Trap 3: BIOS Changes Need a Reboot
Obvious, but easy to forget. PendingAttributes writes to staging. You need to reboot for changes to apply:
def reboot_server(idrac_ip, username, password):
url = f"https://{idrac_ip}/redfish/v1/Systems/System.Embedded.1/Actions/ComputerSystem.Reset"
payload = {"ResetType": "GracefulRestart"}
response = requests.post(
url,
auth=HTTPBasicAuth(username, password),
json=payload,
verify=False,
timeout=30
)
return response.status_code
What Reddit Doesn’t Tell You
Scrolling through recent discussions, everyone’s hyping Python automation. It’s great, but here’s the reality:
- Dell’s API docs are mediocre. The GitHub repo dell/iDRAC-Redfish-Scripting has examples, but you’ll be trial-and-erroring payload fields.
- Firmware updates are the biggest pain point. The
UpdateServiceendpoint works, but pointing it at Dell’s online repo is painfully slow. Host your own local repo. - Security is not optional. Someone on Reddit asked about exposing iDRAC to the public internet. Don’t. iDRAC is designed for a separate management network. Exposing it is asking for trouble.
Best Practices Cheat Sheet
| Scenario | Recommended | Not Recommended |
|---|---|---|
| Batch BIOS Config | Redfish PATCH PendingAttributes | Manual per-server |
| Firmware Update | Local repo + SimpleUpdate | Online repo (too slow) |
| Concurrency | 5-10 threads with delays | 100+ concurrent (iDRAC dies) |
| Error Handling | Retry logic + logging | Bare exceptions |
| Security | Isolated mgmt VLAN + SSL | Public internet + verify=False |
| Credentials | Vault/Ansible Vault | Hardcoded in scripts |
FAQ
Does Dell iDRAC have an API?
Yes. iDRAC implements the Redfish RESTful API standard, returning JSON. It’s the recommended automation approach. RACADM and IPMI are legacy options.
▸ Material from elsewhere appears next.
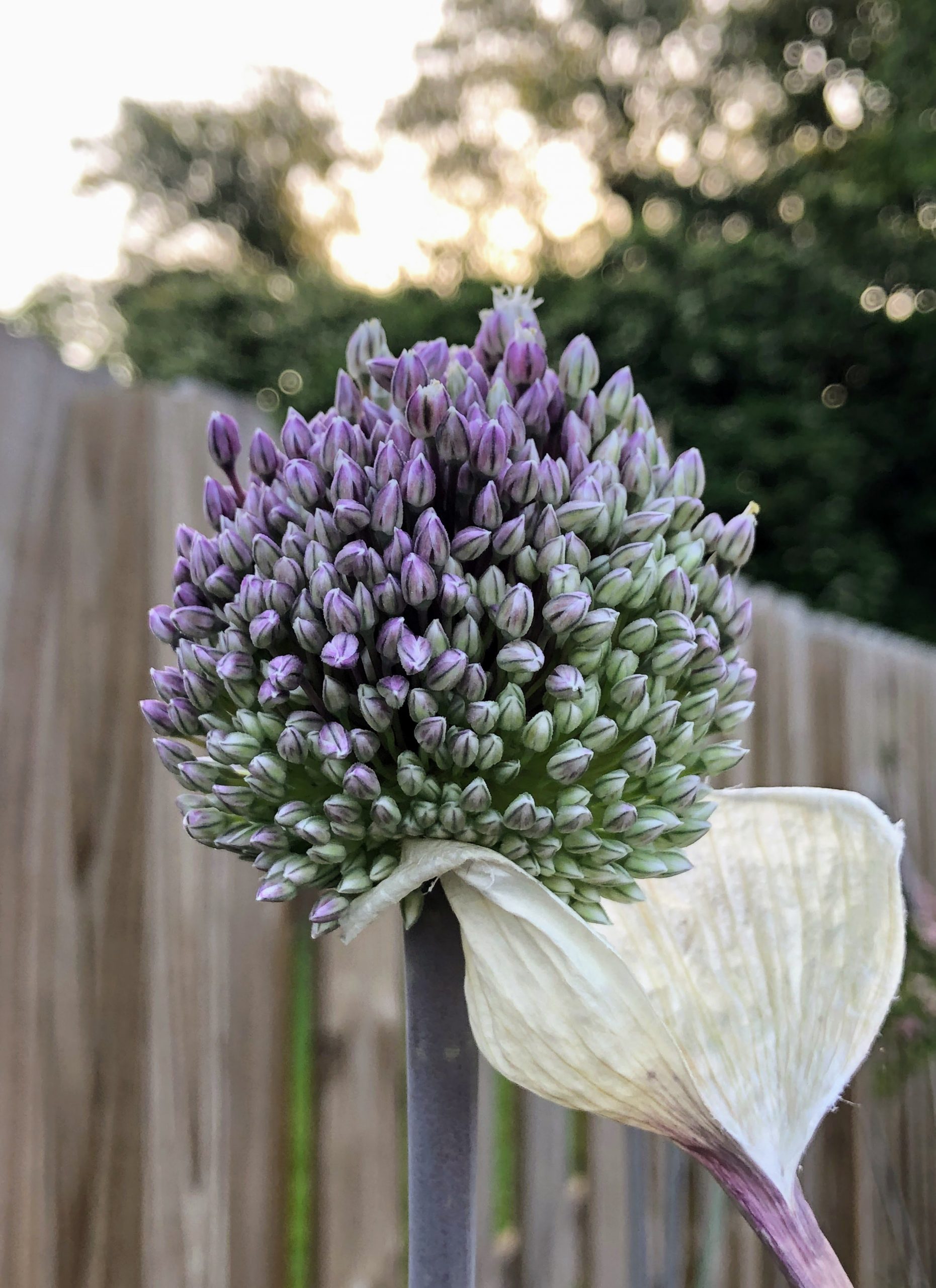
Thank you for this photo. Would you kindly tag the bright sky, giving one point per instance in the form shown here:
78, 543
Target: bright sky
65, 68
How to connect to iDRAC directly?
iDRAC has a dedicated network interface. Configure an IP address, then access via HTTPS (web UI), SSH (CLI), or REST API (Redfish). Default credentials are on the server chassis label.
Should iDRAC be on a separate network?
Absolutely. iDRAC is an out-of-band management interface. It belongs on an isolated management VLAN. Dell explicitly warns against connecting it to the public internet.
What is iDRAC Redfish?
Redfish is a RESTful API standard for hardware management. iDRAC implements it, allowing you to read sensors, modify BIOS settings, control power, update firmware, and more via HTTP requests. Think of it as managing servers like you’d manage a web app.
Final Thoughts
Python + iDRAC 9 Redfish API is the highest-ROI automation I’ve built in years. 200 lines of code saved three days of manual labor.
But don’t believe the hype. The firmware compatibility issues, concurrency limits, and documentation gaps are real. Start small — test on 3-5 servers before rolling out to 200.
Automation won’t solve every problem. But it’ll free you up from the soul-crushing grind of manual server configuration.
And honestly? That’s worth more than most people admit.